In June this year, there was hue and cry when somebody said elephants could disappear in the Selous Game Reserve within six years if something was not urgently done to bring to an end the kind of industrial poaching that had been going on before the government stepped in. Let’s not cheat ourselves; elephants can still disappear, as long as the statements we make to the public are not backed up by action on the ground.
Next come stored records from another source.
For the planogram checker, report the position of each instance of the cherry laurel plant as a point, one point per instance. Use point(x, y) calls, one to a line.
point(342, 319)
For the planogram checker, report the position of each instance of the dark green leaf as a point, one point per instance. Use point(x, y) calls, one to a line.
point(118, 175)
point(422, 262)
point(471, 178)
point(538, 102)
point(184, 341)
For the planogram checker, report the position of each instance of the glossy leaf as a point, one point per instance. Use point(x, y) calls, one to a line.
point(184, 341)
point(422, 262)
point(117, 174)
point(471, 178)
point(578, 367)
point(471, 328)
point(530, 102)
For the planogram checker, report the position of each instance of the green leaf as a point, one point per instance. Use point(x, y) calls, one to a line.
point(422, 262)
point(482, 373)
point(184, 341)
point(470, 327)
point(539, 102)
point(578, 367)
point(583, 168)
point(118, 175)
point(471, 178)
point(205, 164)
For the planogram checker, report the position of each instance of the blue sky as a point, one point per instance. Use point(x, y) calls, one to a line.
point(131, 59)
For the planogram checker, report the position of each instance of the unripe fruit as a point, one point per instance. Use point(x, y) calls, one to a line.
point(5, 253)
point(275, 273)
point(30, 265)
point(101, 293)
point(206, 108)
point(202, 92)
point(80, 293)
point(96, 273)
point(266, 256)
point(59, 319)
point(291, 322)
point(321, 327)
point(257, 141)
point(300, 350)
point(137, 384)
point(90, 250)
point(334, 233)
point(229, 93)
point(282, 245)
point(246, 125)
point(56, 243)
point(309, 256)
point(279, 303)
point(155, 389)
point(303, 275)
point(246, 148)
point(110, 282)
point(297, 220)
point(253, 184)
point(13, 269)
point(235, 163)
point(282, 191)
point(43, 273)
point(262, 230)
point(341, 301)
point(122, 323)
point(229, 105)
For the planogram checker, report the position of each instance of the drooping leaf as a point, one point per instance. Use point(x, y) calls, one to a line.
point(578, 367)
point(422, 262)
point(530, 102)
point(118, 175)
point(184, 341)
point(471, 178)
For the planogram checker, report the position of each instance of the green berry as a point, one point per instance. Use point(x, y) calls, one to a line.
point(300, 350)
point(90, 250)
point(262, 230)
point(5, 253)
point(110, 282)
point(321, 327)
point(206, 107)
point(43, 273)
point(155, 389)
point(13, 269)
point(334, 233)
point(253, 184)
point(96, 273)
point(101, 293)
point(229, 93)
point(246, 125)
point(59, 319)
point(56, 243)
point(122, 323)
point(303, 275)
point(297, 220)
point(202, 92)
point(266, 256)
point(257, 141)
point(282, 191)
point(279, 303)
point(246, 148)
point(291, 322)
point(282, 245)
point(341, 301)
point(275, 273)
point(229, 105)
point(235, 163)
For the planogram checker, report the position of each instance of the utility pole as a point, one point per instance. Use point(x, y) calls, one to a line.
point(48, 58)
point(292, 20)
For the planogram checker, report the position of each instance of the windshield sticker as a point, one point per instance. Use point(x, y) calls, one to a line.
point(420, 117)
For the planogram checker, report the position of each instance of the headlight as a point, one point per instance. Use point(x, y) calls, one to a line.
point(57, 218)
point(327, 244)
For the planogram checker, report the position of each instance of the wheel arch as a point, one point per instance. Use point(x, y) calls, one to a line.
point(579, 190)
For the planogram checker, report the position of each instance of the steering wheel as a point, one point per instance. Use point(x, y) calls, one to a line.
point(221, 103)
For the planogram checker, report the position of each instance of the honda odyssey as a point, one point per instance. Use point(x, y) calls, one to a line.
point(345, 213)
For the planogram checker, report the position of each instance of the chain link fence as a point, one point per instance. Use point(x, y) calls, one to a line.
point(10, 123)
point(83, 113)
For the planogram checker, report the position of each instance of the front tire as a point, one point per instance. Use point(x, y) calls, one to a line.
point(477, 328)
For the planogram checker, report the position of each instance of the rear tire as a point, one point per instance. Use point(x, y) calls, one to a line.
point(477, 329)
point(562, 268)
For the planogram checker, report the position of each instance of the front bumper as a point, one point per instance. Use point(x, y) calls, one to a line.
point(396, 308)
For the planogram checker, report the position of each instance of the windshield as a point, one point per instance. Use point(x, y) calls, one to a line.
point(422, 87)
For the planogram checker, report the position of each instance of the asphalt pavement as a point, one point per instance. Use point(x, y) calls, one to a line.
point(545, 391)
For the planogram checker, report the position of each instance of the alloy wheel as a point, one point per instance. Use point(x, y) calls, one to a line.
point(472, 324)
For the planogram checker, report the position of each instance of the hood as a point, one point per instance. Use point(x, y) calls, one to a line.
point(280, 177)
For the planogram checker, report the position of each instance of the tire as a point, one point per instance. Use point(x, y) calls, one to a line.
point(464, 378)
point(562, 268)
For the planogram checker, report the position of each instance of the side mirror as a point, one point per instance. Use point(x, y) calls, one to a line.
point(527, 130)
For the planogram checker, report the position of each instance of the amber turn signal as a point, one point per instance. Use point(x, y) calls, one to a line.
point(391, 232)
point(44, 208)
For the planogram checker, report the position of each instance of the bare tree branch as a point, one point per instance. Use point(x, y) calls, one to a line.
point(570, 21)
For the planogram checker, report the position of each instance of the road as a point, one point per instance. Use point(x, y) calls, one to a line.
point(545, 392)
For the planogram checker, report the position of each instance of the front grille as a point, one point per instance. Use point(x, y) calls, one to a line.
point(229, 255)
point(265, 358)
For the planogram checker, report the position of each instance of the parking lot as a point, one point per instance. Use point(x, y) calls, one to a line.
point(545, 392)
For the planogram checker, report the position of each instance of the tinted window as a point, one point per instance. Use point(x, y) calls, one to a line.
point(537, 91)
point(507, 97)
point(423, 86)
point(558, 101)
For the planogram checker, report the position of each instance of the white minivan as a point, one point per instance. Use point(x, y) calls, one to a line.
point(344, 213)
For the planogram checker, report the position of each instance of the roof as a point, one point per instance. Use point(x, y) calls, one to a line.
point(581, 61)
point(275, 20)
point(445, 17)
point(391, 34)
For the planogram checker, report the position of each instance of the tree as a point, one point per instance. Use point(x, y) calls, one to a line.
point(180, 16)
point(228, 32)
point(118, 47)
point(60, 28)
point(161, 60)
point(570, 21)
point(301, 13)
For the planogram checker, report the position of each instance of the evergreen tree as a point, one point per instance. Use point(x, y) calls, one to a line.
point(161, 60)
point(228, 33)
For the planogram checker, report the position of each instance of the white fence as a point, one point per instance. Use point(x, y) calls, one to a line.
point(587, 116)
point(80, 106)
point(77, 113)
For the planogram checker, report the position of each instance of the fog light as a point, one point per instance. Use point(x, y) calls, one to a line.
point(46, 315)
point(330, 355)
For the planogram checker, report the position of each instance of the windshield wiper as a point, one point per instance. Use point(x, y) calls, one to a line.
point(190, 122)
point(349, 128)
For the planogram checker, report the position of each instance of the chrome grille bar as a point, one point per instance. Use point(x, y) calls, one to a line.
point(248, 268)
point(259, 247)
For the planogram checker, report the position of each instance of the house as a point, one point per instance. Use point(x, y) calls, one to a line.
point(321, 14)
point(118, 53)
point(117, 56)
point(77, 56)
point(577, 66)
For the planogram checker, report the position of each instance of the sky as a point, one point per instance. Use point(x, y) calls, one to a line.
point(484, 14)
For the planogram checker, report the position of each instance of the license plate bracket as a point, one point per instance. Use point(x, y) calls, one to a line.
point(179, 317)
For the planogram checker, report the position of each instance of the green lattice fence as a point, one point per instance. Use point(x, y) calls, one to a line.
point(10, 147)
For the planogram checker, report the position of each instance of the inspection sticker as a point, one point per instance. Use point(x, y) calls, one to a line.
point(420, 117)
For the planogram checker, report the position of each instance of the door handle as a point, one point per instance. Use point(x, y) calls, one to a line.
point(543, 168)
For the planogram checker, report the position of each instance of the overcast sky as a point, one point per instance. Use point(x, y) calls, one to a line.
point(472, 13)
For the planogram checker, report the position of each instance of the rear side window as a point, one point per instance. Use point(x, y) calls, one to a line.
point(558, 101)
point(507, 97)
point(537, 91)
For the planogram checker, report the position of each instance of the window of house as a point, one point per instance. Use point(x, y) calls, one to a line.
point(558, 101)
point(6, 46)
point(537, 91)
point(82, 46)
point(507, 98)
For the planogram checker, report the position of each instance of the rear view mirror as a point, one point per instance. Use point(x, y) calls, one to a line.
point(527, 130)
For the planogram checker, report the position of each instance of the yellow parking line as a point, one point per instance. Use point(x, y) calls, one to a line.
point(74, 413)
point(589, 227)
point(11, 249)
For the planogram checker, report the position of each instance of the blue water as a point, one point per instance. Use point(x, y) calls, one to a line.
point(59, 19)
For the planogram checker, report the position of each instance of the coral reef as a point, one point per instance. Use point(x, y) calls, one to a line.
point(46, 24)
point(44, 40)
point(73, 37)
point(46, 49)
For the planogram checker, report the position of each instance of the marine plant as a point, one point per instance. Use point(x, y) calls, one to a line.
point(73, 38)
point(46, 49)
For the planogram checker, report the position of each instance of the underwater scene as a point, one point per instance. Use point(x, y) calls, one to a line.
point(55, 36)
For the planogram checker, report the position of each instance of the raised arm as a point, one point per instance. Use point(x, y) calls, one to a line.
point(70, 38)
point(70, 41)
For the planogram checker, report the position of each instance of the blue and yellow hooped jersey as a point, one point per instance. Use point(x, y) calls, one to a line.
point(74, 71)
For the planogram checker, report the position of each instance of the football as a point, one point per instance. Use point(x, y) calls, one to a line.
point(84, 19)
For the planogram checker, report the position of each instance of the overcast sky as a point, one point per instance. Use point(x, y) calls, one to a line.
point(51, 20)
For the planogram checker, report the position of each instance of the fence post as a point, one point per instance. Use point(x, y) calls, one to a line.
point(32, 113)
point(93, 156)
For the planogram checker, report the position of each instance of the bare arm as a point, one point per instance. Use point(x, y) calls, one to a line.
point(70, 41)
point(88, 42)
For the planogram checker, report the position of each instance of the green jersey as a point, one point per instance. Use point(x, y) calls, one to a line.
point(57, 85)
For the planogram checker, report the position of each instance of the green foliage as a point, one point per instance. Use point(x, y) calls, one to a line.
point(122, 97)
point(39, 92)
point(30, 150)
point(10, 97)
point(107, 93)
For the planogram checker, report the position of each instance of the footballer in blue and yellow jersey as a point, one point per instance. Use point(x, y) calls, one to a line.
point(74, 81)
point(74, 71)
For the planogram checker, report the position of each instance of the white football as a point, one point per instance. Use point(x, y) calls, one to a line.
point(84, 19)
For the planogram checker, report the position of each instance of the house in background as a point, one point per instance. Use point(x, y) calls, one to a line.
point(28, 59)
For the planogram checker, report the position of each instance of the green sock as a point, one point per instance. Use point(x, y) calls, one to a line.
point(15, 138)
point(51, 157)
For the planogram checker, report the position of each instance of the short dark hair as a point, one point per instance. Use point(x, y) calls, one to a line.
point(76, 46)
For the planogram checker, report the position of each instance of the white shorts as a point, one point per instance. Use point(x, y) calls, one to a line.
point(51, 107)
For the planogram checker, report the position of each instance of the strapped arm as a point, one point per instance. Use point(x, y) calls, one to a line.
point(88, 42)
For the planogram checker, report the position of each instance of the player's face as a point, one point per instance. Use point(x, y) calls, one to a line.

For poaching (which unfortunately is fueled by foreign countries which have shamelessly turned its tusks into white gold) to be reduced to zero, it would require actions by both the government and Tanzanians, and especially so, those living around the SGR to bring themselves to a level where they would consider elephants as animals that require their protection.

For the doubting Thomases over possible disappearance of elephants in our lifetime, they need to realize that the world and Tanzania in particular, lost not long ago the dinosaur which was actually bigger than the elephant.

The question we need to honestly ask ourselves is: If the dinosaur disappeared (the remains of the known living one in the world having come from somewhere in the southern eastern part of Tanzania and now stored in Berlin) what would stop elephants from the Selous Game Reserve from disappearing also if in a period between 1976 and 2016 (which most of the present generation has witnessed and lived through), 90 per cent of elephants were lost through human action, poaching?

In conclusion, poaching does not only destroy tourism, but also the country’s ecosystem, which means Tanzanians’ own life and their livelihood.

For those who have transformed themselves into slaves of products from ivory, including countries which during day time they claim to be Tanzania’s friends and come night, they go for the country’s elephants for its ivory, countries which have produced mega factories for processing ivory into various products, they need to consider the following: What would become of the human race in this planet called Mother Earth if all trees and vegetation were wiped out through the depletion of elephants and other wild animals, hence robbing the world of one of the most important sources of medicine from trees and other vegetations which are presently being protected and sustained by elephants and other wild animals?